Un pays où l’on doit choisir entre manger et se soigner est un pays qui renonce à ses promesses. En France, des millions de personnes sautent des repas tandis que l’alimentation saine devient un privilège. Face à cette injustice sociale et sanitaire, 37 associations montent au front et exigent une loi d’urgence : rendre accessibles à prix coûtant 100 produits essentiels. Une mesure simple, vitale, que le gouvernement ne peut plus ignorer.

Un Français sur trois ne mange pas à sa faim et n’a pas les moyens de se nourrir sainement : c’est la double peine puisque sa santé en pâtit aussi. Alors que les années d’inflation passées ont durablement fragilisé les ménages et qu’une nouvelle crise économique se profile, manger sainement est devenu un luxe en France. Dans une lettre ouverte adressée ce 1er avril au Premier ministre, 37 organisations, emmenées par Familles Rurales, foodwatch, le Secours Catholique Caritas France et France Assos Santé dénoncent l’insuffisance des moyens déployés face à la précarité alimentaire et à l’explosion des maladies chroniques liées à une alimentation déséquilibrée. Les associations appellent le gouvernement à rendre obligatoire par le biais d’une loi d’urgence la vente à prix coûtant de 100 aliments bons pour la santé dans les supermarchés. Cette demande est déjà soutenue par près de 40 000 personnes dans une pétition.

Les associations attirent l’attention de M. Lecornu sur une réalité alarmante et inacceptable en France :

  • 35% des Français déclarent devoir sauter au moins un repas par jour faute de moyens financiers suffisants ;
  • 11 millions de Français vivent en situation de précarité alimentaire ;
  • Certaines familles, notamment celles vivant avec les minima sociaux, doivent consacrer jusqu’à 40 % de leur budget à l’alimentation, c’est énorme.

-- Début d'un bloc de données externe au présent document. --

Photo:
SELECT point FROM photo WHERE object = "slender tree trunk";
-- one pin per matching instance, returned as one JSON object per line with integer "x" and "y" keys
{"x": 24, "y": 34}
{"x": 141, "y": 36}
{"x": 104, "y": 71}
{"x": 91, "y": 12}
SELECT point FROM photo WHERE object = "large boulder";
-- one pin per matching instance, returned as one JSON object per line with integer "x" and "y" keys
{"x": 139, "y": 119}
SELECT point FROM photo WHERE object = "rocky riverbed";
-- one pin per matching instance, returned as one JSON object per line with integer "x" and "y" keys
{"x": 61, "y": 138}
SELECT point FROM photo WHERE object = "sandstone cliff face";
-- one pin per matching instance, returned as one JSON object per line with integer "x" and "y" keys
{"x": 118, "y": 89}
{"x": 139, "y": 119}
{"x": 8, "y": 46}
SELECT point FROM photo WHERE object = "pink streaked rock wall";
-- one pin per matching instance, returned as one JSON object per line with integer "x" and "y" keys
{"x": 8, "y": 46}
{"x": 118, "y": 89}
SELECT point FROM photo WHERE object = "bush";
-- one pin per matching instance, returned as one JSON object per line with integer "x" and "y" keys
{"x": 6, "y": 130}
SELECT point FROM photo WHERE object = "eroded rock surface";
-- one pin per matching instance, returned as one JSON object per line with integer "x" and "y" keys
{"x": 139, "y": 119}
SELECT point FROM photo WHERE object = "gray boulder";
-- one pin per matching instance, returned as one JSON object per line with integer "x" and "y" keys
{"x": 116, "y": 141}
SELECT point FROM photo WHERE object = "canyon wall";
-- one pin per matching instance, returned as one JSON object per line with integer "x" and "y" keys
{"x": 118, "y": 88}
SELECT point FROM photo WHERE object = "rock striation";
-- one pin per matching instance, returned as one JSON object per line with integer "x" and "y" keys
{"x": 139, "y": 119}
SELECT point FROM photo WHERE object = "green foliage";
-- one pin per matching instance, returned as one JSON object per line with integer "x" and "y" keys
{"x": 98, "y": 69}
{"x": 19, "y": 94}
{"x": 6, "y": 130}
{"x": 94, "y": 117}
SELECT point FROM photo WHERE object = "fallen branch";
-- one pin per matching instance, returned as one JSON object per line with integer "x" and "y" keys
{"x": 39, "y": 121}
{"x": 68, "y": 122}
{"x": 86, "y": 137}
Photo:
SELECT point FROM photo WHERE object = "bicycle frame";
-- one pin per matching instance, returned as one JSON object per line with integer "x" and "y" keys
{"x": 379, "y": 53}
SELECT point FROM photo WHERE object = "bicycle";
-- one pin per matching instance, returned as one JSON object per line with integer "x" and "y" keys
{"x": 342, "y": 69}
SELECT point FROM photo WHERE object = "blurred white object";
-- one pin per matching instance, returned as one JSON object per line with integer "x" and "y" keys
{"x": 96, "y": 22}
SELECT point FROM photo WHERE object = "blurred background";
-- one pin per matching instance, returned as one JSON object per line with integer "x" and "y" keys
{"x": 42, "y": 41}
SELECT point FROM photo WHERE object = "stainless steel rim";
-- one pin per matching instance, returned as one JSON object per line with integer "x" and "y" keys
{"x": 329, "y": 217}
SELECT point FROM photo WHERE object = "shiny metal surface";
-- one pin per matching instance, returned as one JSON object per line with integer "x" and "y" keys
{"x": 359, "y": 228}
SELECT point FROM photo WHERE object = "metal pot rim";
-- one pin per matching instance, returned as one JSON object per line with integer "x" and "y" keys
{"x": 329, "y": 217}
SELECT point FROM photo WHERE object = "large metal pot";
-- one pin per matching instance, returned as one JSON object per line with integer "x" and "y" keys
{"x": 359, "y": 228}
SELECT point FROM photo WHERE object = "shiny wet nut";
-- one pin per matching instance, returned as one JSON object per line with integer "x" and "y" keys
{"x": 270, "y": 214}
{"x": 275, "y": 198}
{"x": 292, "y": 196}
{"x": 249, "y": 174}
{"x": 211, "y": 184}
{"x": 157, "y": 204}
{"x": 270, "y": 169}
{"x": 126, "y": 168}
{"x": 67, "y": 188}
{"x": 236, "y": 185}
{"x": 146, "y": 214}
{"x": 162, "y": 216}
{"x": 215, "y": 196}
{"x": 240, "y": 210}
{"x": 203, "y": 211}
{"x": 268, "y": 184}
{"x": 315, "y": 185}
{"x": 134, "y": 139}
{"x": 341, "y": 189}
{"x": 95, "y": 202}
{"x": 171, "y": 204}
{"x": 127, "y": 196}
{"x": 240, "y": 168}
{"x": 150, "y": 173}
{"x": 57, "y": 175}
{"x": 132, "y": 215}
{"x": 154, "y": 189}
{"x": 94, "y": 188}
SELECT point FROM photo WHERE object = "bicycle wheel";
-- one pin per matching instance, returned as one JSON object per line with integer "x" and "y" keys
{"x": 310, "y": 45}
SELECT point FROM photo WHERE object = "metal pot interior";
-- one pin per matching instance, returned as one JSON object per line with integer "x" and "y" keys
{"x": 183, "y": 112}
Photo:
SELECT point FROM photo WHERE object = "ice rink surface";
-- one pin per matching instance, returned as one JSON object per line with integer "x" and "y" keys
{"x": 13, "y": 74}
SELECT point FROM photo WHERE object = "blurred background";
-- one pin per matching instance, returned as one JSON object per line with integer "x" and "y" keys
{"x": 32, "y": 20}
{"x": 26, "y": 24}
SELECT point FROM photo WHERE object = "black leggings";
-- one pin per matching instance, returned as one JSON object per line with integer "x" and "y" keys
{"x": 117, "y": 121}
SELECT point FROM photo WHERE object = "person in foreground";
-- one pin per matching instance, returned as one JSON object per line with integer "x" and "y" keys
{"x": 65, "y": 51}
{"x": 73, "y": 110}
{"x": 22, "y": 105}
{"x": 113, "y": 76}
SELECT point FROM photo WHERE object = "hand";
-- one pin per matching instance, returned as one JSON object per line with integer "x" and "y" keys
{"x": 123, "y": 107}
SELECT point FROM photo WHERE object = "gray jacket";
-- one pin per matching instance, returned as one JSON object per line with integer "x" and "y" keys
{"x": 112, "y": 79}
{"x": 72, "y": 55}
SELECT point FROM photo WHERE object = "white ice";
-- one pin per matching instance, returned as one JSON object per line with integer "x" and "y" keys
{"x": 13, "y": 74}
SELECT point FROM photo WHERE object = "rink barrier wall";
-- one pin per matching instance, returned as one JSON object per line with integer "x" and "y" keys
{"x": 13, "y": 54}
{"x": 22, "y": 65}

Face à l’urgence, les organisations insistent sur la nécessité d’une mesure simple et concrète : garantir l’accès à 100 produits alimentaires essentiels, conformes aux recommandations du Programme national nutrition santé (PNNS), vendus à prix coûtant dans toute la grande distribution (GMS), par obligation légale. Cette mesure en aucun cas ne pénalise les agriculteurs et agricultrices, dont la juste rémunération doit bien sûr être assurée.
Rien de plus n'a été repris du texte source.